Binary blobs mean few apps are purely open source

Linux purists are thin on the ground, says Neil McAllister

My column last week on virtualisation and the Linux kernel drew some flak from readers who didn’t agree that VMware’s VMI (Virtual Machine Interface) proposal offered a better approach than that of the open-source Xen project.

“Contrary to the tone of your article, all is not perfect with VMware’s VMI interface,” writes Pete Flugstad. “It requires loading a binary ‘blob’ into the kernel, which would not be open source.”

Pete is, of course, correct: VMware has no intention of open-sourcing its virtualisation products. Instead, VMware is proposing a generic kernel interface that would allow it to load its virtualisation code in binary form at run time. Anyone else could use the same interface to load open-source virtualisation code, but VMware would essentially be using it to skirt the licence restrictions of the Linux kernel source.

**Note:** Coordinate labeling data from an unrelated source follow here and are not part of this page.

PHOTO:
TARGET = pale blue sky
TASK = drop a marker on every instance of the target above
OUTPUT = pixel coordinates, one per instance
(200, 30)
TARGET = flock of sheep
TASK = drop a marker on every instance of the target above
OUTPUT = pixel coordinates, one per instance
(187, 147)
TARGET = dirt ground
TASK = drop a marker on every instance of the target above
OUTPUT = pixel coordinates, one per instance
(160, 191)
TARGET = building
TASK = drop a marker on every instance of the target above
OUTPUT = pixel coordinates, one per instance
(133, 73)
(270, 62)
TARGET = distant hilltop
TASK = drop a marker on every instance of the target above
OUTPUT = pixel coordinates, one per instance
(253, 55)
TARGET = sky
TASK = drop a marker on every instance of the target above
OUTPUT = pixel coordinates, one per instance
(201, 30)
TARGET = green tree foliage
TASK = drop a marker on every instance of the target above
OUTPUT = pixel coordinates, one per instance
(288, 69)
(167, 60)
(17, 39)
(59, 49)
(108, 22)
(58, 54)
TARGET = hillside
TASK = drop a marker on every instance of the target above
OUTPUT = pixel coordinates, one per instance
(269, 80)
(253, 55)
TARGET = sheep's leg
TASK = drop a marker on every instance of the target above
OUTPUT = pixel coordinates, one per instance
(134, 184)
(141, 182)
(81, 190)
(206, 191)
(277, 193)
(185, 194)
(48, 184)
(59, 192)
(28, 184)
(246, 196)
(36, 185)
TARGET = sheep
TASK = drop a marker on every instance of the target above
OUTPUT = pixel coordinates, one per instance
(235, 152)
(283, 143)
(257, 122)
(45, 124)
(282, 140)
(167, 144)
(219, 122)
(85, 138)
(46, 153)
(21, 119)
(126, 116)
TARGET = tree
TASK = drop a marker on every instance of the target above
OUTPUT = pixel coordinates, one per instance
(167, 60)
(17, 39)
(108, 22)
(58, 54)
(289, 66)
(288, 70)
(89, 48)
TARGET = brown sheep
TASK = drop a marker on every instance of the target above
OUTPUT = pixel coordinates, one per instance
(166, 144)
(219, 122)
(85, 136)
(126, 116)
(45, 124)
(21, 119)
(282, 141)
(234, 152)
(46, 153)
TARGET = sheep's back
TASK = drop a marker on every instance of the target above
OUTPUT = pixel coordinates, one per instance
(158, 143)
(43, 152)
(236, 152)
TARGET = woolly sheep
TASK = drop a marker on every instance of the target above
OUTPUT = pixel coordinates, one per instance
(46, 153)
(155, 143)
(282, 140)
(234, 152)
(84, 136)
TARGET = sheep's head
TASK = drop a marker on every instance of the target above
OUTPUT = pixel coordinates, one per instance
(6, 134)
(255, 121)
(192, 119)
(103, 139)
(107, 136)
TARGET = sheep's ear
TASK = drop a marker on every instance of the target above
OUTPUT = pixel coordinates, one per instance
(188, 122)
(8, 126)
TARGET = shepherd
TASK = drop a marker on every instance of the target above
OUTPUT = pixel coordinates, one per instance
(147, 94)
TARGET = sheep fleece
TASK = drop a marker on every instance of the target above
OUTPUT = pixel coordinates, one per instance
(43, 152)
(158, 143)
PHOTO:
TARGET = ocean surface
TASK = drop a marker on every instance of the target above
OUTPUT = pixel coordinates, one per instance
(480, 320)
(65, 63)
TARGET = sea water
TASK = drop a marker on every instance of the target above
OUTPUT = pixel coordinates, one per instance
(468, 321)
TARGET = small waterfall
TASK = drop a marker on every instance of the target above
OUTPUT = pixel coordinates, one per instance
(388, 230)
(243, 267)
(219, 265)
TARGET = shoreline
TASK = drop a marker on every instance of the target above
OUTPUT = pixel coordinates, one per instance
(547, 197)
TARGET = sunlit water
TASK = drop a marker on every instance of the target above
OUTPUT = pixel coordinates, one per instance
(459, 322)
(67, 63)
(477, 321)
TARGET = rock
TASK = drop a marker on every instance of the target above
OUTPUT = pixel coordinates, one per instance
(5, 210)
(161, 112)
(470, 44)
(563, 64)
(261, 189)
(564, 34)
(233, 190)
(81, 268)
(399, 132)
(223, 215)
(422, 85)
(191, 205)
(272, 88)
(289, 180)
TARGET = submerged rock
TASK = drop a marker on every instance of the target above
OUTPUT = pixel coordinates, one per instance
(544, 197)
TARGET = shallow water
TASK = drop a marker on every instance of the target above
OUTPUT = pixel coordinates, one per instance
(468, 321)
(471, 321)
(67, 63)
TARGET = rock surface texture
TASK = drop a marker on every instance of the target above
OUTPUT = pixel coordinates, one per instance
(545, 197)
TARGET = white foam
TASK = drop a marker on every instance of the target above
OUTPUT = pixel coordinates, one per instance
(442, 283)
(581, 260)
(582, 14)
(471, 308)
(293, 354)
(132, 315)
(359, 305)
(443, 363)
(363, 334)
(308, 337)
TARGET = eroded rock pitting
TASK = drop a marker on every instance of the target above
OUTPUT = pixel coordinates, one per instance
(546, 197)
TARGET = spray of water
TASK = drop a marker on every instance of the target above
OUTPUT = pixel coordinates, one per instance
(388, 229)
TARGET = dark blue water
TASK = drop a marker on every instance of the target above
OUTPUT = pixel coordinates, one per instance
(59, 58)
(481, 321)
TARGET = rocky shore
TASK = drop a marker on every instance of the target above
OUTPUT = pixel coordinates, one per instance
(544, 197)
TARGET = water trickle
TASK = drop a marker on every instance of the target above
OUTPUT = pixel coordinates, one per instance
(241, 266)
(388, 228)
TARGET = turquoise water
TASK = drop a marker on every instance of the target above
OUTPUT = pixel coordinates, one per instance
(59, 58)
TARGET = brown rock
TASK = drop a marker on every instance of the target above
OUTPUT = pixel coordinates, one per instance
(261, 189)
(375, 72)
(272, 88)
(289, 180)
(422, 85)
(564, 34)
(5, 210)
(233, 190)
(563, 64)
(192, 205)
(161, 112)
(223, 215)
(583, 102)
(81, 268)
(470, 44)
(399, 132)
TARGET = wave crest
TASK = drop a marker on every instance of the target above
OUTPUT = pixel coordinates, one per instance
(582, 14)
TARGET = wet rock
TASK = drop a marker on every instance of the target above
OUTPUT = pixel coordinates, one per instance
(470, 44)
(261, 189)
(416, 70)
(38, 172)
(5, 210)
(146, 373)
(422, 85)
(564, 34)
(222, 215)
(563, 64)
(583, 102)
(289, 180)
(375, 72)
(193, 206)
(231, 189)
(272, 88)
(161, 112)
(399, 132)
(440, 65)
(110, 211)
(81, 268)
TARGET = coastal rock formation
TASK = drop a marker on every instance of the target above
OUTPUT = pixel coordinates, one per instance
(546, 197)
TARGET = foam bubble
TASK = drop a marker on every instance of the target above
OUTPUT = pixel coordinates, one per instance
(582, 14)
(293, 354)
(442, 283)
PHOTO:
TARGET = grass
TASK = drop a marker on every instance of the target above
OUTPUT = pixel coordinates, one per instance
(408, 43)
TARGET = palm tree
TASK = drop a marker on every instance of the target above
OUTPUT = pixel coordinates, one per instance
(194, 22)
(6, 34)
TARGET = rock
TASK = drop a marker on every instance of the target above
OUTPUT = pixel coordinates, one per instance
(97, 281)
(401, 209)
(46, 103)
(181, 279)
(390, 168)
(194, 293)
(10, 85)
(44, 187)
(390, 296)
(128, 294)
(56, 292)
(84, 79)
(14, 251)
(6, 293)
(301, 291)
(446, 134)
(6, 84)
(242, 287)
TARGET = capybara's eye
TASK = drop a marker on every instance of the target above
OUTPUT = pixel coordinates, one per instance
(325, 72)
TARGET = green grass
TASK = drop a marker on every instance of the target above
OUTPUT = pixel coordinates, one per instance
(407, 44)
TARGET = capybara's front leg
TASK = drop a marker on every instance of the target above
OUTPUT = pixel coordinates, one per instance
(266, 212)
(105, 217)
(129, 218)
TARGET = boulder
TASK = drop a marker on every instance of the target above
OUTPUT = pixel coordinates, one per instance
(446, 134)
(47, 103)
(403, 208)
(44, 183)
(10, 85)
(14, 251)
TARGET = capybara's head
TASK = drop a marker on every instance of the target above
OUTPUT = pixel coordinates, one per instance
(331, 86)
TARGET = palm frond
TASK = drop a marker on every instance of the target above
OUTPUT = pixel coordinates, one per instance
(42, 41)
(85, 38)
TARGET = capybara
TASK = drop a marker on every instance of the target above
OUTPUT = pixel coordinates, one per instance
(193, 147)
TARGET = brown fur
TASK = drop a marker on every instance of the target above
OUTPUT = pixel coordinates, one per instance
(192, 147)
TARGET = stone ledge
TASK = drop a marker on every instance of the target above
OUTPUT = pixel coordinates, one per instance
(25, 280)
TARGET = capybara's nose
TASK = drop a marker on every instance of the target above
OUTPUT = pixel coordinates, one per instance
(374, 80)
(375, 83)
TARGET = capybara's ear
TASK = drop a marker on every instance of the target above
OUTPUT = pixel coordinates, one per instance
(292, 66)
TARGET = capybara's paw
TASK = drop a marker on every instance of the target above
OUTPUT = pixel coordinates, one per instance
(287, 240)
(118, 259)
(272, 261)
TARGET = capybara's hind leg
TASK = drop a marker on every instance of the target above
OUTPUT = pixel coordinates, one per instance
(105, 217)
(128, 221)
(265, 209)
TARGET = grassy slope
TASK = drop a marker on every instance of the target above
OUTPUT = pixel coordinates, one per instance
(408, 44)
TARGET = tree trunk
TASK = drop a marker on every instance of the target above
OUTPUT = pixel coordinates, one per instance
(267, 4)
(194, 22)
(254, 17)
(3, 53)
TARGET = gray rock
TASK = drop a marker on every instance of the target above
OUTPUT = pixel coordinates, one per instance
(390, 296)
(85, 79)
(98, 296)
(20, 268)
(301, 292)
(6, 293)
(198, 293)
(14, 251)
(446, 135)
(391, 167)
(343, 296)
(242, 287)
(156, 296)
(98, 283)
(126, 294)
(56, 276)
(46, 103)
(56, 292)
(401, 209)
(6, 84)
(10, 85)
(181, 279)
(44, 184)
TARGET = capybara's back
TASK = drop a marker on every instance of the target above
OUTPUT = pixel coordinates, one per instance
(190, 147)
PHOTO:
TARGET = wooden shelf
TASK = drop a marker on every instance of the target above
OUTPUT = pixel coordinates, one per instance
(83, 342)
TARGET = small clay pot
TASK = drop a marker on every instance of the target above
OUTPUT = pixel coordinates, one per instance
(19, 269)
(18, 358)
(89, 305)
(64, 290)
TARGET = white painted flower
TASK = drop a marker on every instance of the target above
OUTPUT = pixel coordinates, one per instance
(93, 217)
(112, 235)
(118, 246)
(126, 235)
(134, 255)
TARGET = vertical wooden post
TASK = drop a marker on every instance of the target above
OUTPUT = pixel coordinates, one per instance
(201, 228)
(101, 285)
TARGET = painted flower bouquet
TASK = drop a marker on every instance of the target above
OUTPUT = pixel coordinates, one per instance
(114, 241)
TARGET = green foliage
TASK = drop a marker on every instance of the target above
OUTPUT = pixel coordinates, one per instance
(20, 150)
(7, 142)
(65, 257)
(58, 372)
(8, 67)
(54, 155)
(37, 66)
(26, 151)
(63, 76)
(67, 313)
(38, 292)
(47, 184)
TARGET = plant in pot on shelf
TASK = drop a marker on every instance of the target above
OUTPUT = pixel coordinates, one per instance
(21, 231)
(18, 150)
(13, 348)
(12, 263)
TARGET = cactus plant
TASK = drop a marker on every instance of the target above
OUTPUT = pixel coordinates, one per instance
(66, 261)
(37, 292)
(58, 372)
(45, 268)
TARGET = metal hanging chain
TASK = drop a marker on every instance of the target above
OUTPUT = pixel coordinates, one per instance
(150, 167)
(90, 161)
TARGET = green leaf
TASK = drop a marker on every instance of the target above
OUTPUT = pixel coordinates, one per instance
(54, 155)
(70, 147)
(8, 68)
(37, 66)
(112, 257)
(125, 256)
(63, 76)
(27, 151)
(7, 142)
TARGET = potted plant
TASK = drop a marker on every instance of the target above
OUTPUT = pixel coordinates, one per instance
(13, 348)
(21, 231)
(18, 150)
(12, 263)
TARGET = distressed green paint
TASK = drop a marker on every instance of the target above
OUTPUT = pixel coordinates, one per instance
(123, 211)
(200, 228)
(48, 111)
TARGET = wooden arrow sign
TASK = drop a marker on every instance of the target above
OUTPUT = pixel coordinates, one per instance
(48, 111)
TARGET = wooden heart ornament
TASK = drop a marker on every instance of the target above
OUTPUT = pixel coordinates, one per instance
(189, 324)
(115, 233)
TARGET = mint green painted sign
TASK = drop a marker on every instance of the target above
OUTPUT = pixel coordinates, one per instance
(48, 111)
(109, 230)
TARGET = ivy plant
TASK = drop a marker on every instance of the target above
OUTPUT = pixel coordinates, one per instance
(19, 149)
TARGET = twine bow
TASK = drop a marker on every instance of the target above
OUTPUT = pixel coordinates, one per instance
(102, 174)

I still believe that VMware’s proposal is better than Xen’s. That’s not the same as saying VMware has the moral high ground; that would be going too far. But the dirty little secret of real-world Linux installations is that they load and execute proprietary “binary blobs” all the time, and users hardly bat an eyelash.

At the heart of the matter is hardware. Hardware vendors have been reluctant to delve too deeply into open source. They worry that by releasing open-source drivers for their products they will give their competitors too much information about their hardware. As a result, Linux users are regularly forced to compromise their “pure” open-source environments for the sake of hardware.

Wireless networking cards are one example. Wireless drivers for Linux often come in two parts: a GPL-compatible module for the Linux kernel, and a closed, binary firmware that gets pulled in as the driver loads. For particularly poorly supported cards, hackers have even managed to load entire Windows device drivers into the Linux kernel — a technique other developers have used to gain full read/write support for Microsoft’s proprietary NTFS.

The worst culprits, however, are graphics card drivers. Most Linux distributions come with open-source drivers that take care of the basics for most cards, but the specs for advanced features such as 3D acceleration are typically kept under wraps by hardware vendors, making it impossible for independent developers to support those features. If you want full use of the latest card from ATI or Nvidia you have no choice but to use a proprietary driver supplied by the vendor, which effectively loads a binary blob into your system every time you log in.

Is this an ideal situation? Of course not. But the reality is that the number of Linux users who are staunch open-source idealists pales in comparison with the number who defer to simple pragmatism: it’s better to put up with proprietary code than to give up a capability altogether.

Kudos to Intel then for not forcing us to make the choice. Intel recently announced fully open-source drivers for its 965 Express graphics chip set. The code is available under a combination of the MIT and GNU General Public Licences, no strings attached.

Could this be the start of a trend? With AMD acquiring ATI the possibility of an arms race between AMD’s and Intel’s graphics chip divisions seems increasingly likely. The benefits of open source for the vendors are clear: closer alignment with the Linux market and the ability to leverage community development to squash critical flaws such as the exploits that recently plagued Intel’s wireless drivers. If other vendors follow suit, it could be the beginning of a boom time for Linux hardware support.

It would be nice if VMware could get a little more open, too, but it’s going to take longer for some companies to shed their reliance on binary blobs than others. VMware is betting that its closed, proprietary code will always be better than anything the open source community can build on top of VMI.